June 4, 2023

June 4: Trinity Sunday: Psalm 8

 This is the First Sunday in the Season of Pentecost, the long church season which lasts until Advent. This year Advent begins November 26, so we have six months of the Season of Pentecost. Often called “Ordinary Time,” the Season of Pentecost gives us time to catch our breath after the big church seasons of Christmas, Lent, and Easter. It is a time to let our roots sink deeper into our faith and listen for the whisper of God in our lives. During all the “High Holy Days,” we can get caught up in the drama and miss seeing God in the everyday, normal activities. It can be easy to expect God to show up with angels and earth-shattering announcements. And we may be disappointed if God doesn’t do so. We may forget God is just as much present in the daily routine.

To start off the Season of Pentecost, we return to the very beginning of the Bible and hear the Creation Story. God sings every part of creation into being when the earth was a formless void and darkness covered the face of the deep, while a wind from God swept over the face of the waters. Light and Dark, waters and vegetation, land creatures and fishes are all formed and pronounced Good.
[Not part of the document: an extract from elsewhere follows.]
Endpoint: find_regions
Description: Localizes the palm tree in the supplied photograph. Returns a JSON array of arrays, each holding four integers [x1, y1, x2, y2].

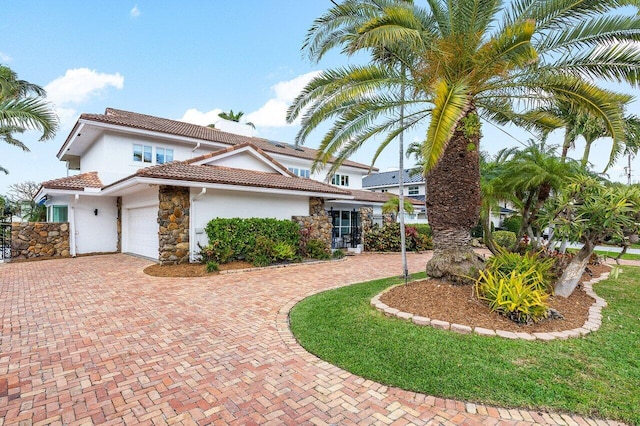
[[0, 65, 58, 174], [288, 0, 640, 282], [496, 141, 581, 246], [216, 109, 256, 129]]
Finally, God created humankind in his image, in the image of God he created them; male and female he created them. At the end of the sixth day of creation, God saw everything that [God] had made, and indeed, it was very good.

Hildegard of Bingen, one of my favorite mystics, said, “Through this world God encircles and strengthens humankind. Through and through, great power is ours, such that all creation, in all things stands by us.” We are one with creation and all creation is one with and in us. Amazing!

The First Sunday of Pentecost is also Trinity Sunday. The Gospel and Epistle mention the three Persons of the Trinity. In the Gospel (Matthew 28:16-20), Jesus reiterates humanity’s charge for creation saying, all authority in heaven and on earth has been given to me. Go therefore and make disciples of all nations, baptizing them in the name of the Father and of the Son and of the Holy Spirit. Second Corinthians (2 Corinthians 13:11-13) notes that it is through the grace of the Lord Jesus Christ, the love of God, and the communion of the Holy Spirit that we carry out our calling to be stewards of all creation—from the least atom to the most giant whale and furthest star.

The mandate to ‘make disciples’ and the stewardship of all creation are both ways humanity is a co-creator with God. Hildegard defines the Trinity beautifully. “Who is the Trinity? You are music. You are life. Source of everything, creator of everything, angelic hosts sing your praise. Wonderfully radiant, deep, mysterious. You are alive in everything, and yet you are unknown to us.” God, alive in everything, invites us to work with God to return to the goodness of the original creation.


Psalm 8 notes that although humanity is little lower than the angels; you adorn him with glory and honor; You give him mastery over the works of your hands; you put all things under his feet. We have God-given stewardship from the earliest creation, yet it is God whose name is wonderful everywhere on earth! As new scientific discoveries take us further into deep space, like this image from the James Webb Telescope of galaxies unfathomable light years away; and into inner space of atoms, we find ourselves amazed and humbled by the diversity of God’s creation. Our lives are interlinked with all of it, which is totally amazing and ought to leave us speechless in awe. God intersects our lives on the most minute levels and on the grandest levels.

How can we respond to this revelation as we enter the long season of Pentecost? Where is God in your life at this moment?

How can we be more aware of God who, as Hildegard says, is “source and creator of everything,” and who “encircles and strengthens humankind”?  

Psalm 8

1 O Lord our Governor, how exalted is your Name in all the world!
2 Out of the mouths of infants and children your majesty is praised above the heavens.
3 You have set up a stronghold against your adversaries, to quell the enemy and the avenger.
4 When I consider your heavens, the work of your fingers, the moon and the stars you have set in their courses,
5 What is man that you should be mindful of him? The son of man that you should seek him out?
6 You have made him but little lower than the angels; you adorn him with glory and honor;
7 You give him mastery over the works of your hands; you put all things under his feet
:
8 All sheep and oxen, even the wild beasts of the field,
9 The birds of the air, the fish of the sea, and whatsoever walks in the paths of the sea.
10 O Lord our Governor, how exalted is your Name in all the world!

(Book of Common Prayer)

 

Our Lord and Ruler, your name is wonderful everywhere on earth! You let your glory be seen in the heavens above.
With praises from children and from tiny infants, you have built a fortress. It makes your enemies silent, and all who turn against you are left speechless.
I often think of the heavens your hands have made, and of the moon and stars you put in place.
Then I ask, “Why do you care about us humans? Why are you concerned for us weaklings?”
You made us a little lower than you yourself, and you have crowned us with glory and honor.
You let us rule everything your hands have made. And you put all of it under our power—
The sheep and the cattle, and every wild animal,
The birds in the sky, the fish in the sea, and all ocean creatures.
Our Lord and Ruler, your name is wonderful everywhere on earth!